Indian government officials said recently that India is actively taking measures to bridge the gap between domestic supply shortages and growing consumer demand. This includes the Indian petrochemical industry will invest approximately US$87 billion in new projects. Yogendra Tripathi, head of the chemical and petrochemical department under the Ministry of Chemicals and Fertilizers of India, said that the petrochemical projects currently under consideration in India include Nayara Energy's plan to invest 200 in Wadi Naar, Gujarat. Billion-dollar petrochemical integrated project. The project may include a cracking unit, as well as downstream units such as polypropylene, polyethylene, benzene, cumene, and ethylene glycol. Another large-scale petrochemical project is a comprehensive petrochemical project invested by Jordia Petrochemical Company of US$10 billion. It plans to produce 1.6 million tons/year of para-xylene and 1.25 million tons/year of purified terephthalic acid.


India Will Increase Investment In Petrochemical Capacity


It is estimated that by 2024, India will complete approximately 11 petrochemical projects with a total investment of approximately US$17 billion. The size of the Indian petrochemical market is expected to surge from US$178 billion in 2020 to US$300 billion in 2025, with a compound annual growth rate of approximately 11% in the next five years. Tripathi said: "The Indian government has been looking for policy options and rationalizing and adjusting the tax structure to encourage domestic production. The growth momentum of the Indian chemical market includes low per capita chemical consumption, increased export demand, and new government measures.
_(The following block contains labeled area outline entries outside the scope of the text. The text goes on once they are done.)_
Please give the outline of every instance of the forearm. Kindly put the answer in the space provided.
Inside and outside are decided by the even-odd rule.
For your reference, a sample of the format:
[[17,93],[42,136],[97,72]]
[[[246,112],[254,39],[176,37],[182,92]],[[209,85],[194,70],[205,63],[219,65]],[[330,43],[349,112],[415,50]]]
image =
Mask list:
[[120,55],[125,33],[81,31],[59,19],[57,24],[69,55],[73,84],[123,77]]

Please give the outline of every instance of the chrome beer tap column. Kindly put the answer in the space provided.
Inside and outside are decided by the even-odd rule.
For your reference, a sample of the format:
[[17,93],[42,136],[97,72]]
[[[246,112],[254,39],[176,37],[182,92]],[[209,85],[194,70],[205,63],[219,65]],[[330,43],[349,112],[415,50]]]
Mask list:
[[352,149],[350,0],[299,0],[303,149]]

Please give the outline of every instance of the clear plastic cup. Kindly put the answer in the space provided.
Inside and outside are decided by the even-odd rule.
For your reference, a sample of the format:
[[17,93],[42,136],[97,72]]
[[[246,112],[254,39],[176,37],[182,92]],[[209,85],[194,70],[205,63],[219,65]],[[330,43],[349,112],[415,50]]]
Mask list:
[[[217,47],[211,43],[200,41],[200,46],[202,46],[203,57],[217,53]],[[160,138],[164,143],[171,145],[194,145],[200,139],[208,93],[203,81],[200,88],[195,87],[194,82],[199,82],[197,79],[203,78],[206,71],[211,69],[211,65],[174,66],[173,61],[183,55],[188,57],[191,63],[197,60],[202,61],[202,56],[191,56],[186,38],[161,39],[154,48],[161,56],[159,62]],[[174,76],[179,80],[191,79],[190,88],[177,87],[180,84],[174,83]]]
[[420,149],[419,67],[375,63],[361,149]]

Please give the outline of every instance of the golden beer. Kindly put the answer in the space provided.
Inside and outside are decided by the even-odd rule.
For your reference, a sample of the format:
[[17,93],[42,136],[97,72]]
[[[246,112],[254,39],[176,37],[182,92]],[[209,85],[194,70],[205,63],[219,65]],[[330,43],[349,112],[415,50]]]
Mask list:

There are opportunities in the entire chemical value chain in India, especially in the supply and demand gaps in the areas of polyvinyl chloride and methanol."


The Indian government is adopting policy measures to promote domestic manufacturing projects, such as an incentive plan linked to the output value, which aims to promote domestic manufacturing development and exports by stimulating domestic factories to increase product sales. In the next five years, the plan is expected to increase the output value of at least another $55 billion in the manufacturing sector. This will make a leap in the demand for chemicals, such as polymers, resins, fibers, bulk chemicals, paints, pigments, and food additives.